Torricelli's scientific contributions include many solutions to mathematical problems, such as the finding of the area and the center of gravity of a cycloid, properties of curves and shapes, and a continuation of Galileo's work on the motion of projectiles. Torricelli has sometimes been called the father of hydrodynamics, due to his discovery of the law of efflux of a liquid through a small aperture in the wall of a vessel (the effluent velocity is equal to that of a droplet in a vacuum falling from the top of the water level to the hole.) He was also a skilled lens grinder, making lenses for telescopes and microscopes. This was a significant source of income in the last period of his life.

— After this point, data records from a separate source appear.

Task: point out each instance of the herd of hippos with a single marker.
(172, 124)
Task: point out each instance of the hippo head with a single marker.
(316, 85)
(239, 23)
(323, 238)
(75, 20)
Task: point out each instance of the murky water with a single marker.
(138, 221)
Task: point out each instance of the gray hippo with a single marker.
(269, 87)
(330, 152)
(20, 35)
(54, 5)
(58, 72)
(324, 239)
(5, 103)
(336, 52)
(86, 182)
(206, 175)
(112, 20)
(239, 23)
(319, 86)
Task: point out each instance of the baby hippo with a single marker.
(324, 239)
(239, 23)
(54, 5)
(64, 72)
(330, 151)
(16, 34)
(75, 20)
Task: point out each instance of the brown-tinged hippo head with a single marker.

Despite all his achievements, Torricelli became most famous for his invention of the barometer. Pump makers of the Grand Duke of Tuscany observed that they could not raise water over great heights with their traditional suction pumps. Earlier, Galileo had already struggled with this observation stating that indeed nature abhors a vacuum, but that the horror only extends to approximately thirty two feet. Torricelli found the correct explanation; he filled a three feet long tube with quicksilver (mercury), closed one end, and placed the tube with the open end vertically in a basin of mercury. The level fell to about twenty-eight inches of mercury, creating an empty space (Torricellian vacuum). Torricelli observed that the height of the mercury level was dependent on the surrounding air pressure, and thus created the first barometer.

Torricelli died due to an unknown illness in Florence on 24 or 25 October, 1647. In honor of his work, a unit of measure (torr) is named after him.